StarRocks has a simple architecture. The entire system consists of only two types of components, frontends (FEs) and backends (BEs). StarRocks does not rely on any external components, simplifying deployment and maintenance. FEs and BEs can be horizontally scaled without service downtime. In addition, StarRocks has a replica mechanism for metadata and service data, which increases data reliability and efficiently prevents single points of failure (SPOFs).
StarRocks is compatible with MySQL protocols and supports standard SQL. Users can easily connect to StarRocks from MySQL clients to gain instant and valuable insights.
The following figure shows the architecture of StarRocks.
FE and BE
FEs are responsible for metadata management, client connection management, query planning, and query scheduling. Each FE stores and maintains a complete copy of metadata in its memory, which guarantees indiscriminate services among the FEs. FEs can work as leaders, followers, and observers. Followers can elect a leader according to the Paxos-like BDB JE protocol. BDB JE is short for Berkeley DB Java Edition.
- The leader FE is elected from follower FEs. To perform leader election, more than half of the follower FEs in the cluster must be active. When the leader FE fails, follower FEs will start another round of leader election.
- The leader FE reads and writes metadata. Follower and observer FEs can only read metadata. They route metadata write requests to the leader FE. The leader FE updates the metadata and then uses BDE JE to synchronize the metadata changes to the follower and observer FEs. Data writes are considered successful only after the metadata changes are synchronized to more than half of the follower FEs.
- Followers can only read metadata. They synchronize and replay logs from the leader FE to update metadata.
- Followers participate in leader election, which requires more than half of the followers in the cluster be active.
- Observers are mainly used to increase the query concurrency of the cluster.
- Observers do not participate in leader election and therefore, will not add leader selection pressure to the cluster.
- Observers synchronize and replay logs from the leader FE to update metadata.
BEs are responsible for data storage and SQL execution.
Data storage: BEs have equivalent data storage capabilities. FEs distribute data to BEs based on predefined rules. BEs transform the ingested data, write the data into the required format, and generate indexes for the data.
SQL execution: When an SQL query arrives, FEs parse it into a logical execution plan according to the semantics of the query, and then transform the logical plan into physical execution plans that can be executed on BEs. BEs that store the destination data execute the query. This eliminates the need for data transmission and copy, achieving high query performance.
StarRocks is a column-oriented database system.
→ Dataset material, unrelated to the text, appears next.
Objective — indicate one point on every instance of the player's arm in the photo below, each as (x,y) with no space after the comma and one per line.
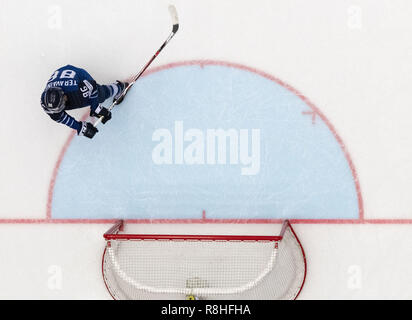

It uses the partitioning and bucketing mechanism to manage data. Data in a table is first divided into multiple partitions and then into multiple tablets. Tablets are the basic logical units of data management in StarRocks. Each tablet can have multiple replicas that can be stored across different BEs. You can specify the number of tablets and leave StarRocks to take care of the tablets.
Partitions and tablets reduce table scans and increase query concurrency. Replicas facilitate data backup and restoration, preventing data loss.
In the following figure, the table is divided into four partitions based on time. Data in the first partition is further split into four tablets. Each tablet has three replicas, which are stored on three different BEs.
Since one table is split into multiple tablets, StarRocks can schedule one SQL statement to all the tablets for parallel processing, fully utilizing the computing power of multiple physical machines and cores. This also helps offload the query pressure to multiple nodes, increasing service availability. You can add physical machines on demand to achieve high concurrency.
The distribution of tablets is not affected or confined by physical nodes. If the number of BEs changes (for example, when you add or remove a BE), ongoing services can proceed without any interruption. Node changes will trigger automatic migration of tablets. If BEs are added, some tablets will be automatically migrated to the new BEs for more even data distribution. If BEs are removed, tablets on these BEs will be automatically migrated to other BEs, ensuring unchanged number of replicas. Auto tablet migration helps easily achieve auto scaling of StarRocks clusters, eliminating the need for manual data re-distribution.
StarRocks uses a multi-replica mechanism (3 by default) for tablets. Replicas ensure high data reliability and service availability. The failure of one node will not affect the availability of the overall services. You can also increase the number of replicas to achieve high query concurrency.